That book looks like a real little treasure! When was it published? Do you know anything about the Marquis?

Adam Balic

Hi Janet,

you caught me in mid-post! You can see now that I have added the little information that I could find on the book and the man.

Diana Buja

Adam - What a great find; I'd be interested in the following when you have time;

Shton, whitebait
Shton Makalli, whitebait
Etfaya, meat fried with olive oil and almonds
Khubz el jarade, locust bread

merci Diana


Hi Diana,

great to hear from you. I will have some time next week to go through these recipes, so I will post about them then.


I came across the title of this book from a short review by Elizabeth David, reissued in her book "An omelette and a glass of wine". So I did some googling and found out that it was originally published privately by the Marquis for his friends limited to 185 numbered copies.

This is the kind of cook book I like. More a description of food and it's preparation rather than trying to adapt a recipe to a modern kitchen.

Luckily, Just now, I found an early numbered copy cheaper than the current reprint!

Looking forward to reading this.


Quite nicely written actually, i like it. :)


Oh.. i can taste it all the way. :D


I realize this post is old, but I just received a copy of this book and am wondering if the Macfool is what we call tajine? Have you tried making it from this book? Thanks!

Adam Balic

Hi Ann,

I guess the short answer is that a tagine is a dish cooked in a tagine cooking vessel. In Morocco this would be the two part vessel with a conical top, in Tunisia the conical top is missing and and in Egypt it is similar to a conventional casserole dish.

Looking at this recipe it isn't described as either a tagine or cooked in a tagine, so technically not a tagine in this case.
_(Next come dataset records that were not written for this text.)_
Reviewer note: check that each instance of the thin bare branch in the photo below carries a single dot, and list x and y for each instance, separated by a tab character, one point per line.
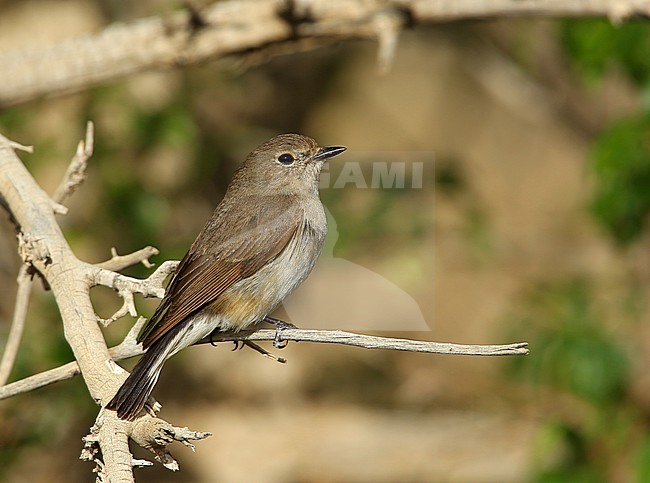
127	286
120	262
76	172
129	348
17	325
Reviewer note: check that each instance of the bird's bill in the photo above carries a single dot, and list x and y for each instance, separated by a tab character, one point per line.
327	152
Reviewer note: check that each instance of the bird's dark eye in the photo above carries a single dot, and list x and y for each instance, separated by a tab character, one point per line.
286	159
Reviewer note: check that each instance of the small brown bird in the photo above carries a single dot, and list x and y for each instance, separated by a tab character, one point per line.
260	244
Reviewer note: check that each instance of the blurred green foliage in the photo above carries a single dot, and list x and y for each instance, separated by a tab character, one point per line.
594	45
621	166
584	368
620	160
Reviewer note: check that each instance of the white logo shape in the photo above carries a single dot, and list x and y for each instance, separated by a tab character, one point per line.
340	294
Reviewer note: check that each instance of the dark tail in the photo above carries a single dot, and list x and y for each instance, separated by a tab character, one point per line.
132	396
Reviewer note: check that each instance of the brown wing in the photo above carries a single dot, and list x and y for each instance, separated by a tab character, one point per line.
227	250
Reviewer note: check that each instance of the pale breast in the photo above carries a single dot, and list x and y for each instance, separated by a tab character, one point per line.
249	300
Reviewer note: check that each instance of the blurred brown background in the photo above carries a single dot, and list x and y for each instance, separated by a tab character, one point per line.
507	240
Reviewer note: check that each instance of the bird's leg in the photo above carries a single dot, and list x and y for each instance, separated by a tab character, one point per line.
280	325
236	342
263	351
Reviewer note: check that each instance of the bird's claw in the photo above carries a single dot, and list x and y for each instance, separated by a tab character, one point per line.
280	325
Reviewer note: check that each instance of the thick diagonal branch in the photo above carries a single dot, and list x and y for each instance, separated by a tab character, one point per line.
244	26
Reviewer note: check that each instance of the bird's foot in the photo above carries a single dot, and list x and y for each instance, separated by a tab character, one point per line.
280	325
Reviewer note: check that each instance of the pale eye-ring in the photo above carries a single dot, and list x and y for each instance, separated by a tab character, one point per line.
286	159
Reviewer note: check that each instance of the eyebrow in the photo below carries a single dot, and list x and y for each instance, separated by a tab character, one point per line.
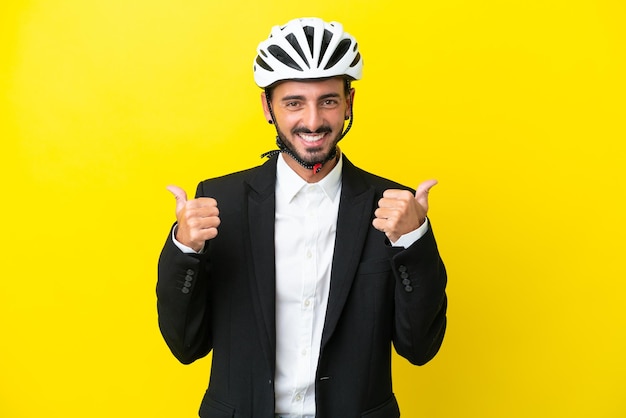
322	97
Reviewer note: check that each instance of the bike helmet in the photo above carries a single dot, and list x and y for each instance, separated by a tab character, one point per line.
307	48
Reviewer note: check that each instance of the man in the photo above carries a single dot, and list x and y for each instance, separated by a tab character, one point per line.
299	274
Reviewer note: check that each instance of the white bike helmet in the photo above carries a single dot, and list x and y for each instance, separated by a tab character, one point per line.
307	48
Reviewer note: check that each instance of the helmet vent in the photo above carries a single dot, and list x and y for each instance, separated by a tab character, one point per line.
328	35
356	60
291	38
339	53
309	31
283	57
263	64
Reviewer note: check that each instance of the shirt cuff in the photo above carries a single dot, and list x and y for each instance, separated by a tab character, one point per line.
183	247
410	238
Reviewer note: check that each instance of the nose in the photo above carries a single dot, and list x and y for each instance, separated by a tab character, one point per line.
313	118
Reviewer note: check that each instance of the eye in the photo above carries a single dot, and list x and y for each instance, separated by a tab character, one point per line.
292	104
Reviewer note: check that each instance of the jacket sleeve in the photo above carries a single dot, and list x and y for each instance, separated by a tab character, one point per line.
420	300
183	302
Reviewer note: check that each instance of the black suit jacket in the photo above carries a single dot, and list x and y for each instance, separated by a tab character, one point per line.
224	300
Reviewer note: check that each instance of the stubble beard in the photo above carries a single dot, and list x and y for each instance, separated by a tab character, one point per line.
313	155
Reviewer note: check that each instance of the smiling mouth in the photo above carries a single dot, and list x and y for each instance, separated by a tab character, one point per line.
311	138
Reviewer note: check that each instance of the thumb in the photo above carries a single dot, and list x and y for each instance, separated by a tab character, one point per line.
180	195
421	194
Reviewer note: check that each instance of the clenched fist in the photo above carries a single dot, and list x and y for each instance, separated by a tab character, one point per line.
197	219
399	212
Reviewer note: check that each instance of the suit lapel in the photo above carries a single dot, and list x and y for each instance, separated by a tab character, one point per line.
260	205
353	222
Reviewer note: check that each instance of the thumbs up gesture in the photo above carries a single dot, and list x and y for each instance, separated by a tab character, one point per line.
399	212
197	219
I'd cook it in a broad shallow dish.

The recipes in this book are well rsearched and work well. But they are old fashioned and have some oddities ("saffron bark" for instance). The amount of olive oil in some recipes is while authentic for the recipes time and place of origin, might be a bit heavy on for modern palates also for instance.


Hi, I used lived in Morocco when I was a kid and I loved Herrera but have never been able to make it taste as good- any chance you could send me the recipe?

Adam Balic

Hi Emma,

the recipe is given as: 10.5 OZ Mutton cut up finely, 2 Tbspn Chervil (almost certainly coriander), pepper 1 tspn, saffron pinch, butter 0.5 tspn, salt 0.5 tspn, onion 2 small chopped, lentils 4 Tbspn, rice 3 Tbspn, Flour 2 Tbspn mixed with 4 Tbspn of water and left overnight. 2 eggs.
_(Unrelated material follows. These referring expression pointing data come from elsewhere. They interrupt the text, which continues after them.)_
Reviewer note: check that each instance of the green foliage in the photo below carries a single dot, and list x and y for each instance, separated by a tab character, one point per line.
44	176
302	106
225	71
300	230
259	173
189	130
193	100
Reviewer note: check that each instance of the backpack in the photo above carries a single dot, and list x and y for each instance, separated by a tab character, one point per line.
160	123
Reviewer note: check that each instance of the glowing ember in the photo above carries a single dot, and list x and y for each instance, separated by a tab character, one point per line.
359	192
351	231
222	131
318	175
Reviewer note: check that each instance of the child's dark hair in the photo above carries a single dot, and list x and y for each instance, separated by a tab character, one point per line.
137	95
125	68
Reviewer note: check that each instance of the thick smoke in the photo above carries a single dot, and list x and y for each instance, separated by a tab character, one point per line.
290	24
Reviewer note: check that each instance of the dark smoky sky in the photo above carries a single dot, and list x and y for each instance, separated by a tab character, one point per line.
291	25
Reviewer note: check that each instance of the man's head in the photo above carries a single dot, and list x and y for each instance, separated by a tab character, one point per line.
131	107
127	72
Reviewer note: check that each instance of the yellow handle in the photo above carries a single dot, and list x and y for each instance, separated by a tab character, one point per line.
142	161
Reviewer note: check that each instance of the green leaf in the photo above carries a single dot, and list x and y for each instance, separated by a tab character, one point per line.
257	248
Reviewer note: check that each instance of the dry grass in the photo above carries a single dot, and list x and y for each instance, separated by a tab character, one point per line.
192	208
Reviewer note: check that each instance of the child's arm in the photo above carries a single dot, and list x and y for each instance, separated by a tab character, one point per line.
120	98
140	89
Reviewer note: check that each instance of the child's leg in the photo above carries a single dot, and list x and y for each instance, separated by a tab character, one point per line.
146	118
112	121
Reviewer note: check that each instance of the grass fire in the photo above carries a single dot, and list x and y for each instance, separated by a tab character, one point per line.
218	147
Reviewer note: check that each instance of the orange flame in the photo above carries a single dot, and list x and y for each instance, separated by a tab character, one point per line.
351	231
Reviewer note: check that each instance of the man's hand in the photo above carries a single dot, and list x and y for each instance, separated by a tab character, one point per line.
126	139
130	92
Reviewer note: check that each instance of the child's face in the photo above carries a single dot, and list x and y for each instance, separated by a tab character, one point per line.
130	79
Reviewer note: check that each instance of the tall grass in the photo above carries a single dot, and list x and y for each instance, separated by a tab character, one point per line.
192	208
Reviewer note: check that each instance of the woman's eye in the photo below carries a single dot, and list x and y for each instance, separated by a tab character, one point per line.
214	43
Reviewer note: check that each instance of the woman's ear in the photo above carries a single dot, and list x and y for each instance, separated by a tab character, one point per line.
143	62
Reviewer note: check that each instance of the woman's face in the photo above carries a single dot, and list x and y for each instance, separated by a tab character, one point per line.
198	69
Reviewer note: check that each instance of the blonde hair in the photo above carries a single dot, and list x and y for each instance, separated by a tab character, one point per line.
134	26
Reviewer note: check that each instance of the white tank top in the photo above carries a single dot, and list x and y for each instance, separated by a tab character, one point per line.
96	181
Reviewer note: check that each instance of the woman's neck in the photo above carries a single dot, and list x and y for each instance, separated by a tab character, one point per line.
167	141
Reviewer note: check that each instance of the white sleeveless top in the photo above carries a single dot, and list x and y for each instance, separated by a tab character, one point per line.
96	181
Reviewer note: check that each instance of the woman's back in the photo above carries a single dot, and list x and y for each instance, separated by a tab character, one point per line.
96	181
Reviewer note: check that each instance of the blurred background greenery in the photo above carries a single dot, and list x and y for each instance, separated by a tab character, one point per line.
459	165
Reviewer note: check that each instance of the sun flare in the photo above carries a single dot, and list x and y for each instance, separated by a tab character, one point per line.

Put mutton, coriander, butter, pepper, saffron, salt, onions, 3.5 pints of water into a pot. Boil 3/4 hour then add lentils, boil for a further 15 minutes, add rice and flour water, boil for a further 15 minutes. Whip eggs and add to pot [while stirring]. Cook for a further five minutes and serve.

You might be interested to know that the similarity in the name of this recipe and the Tunisian chillie condiment "harisa" is due to the fact that their names share the same root, "harasa" which means to pound or crush. There are recipes for the meat porridge version going back to the medieval period. It is an ancient dish.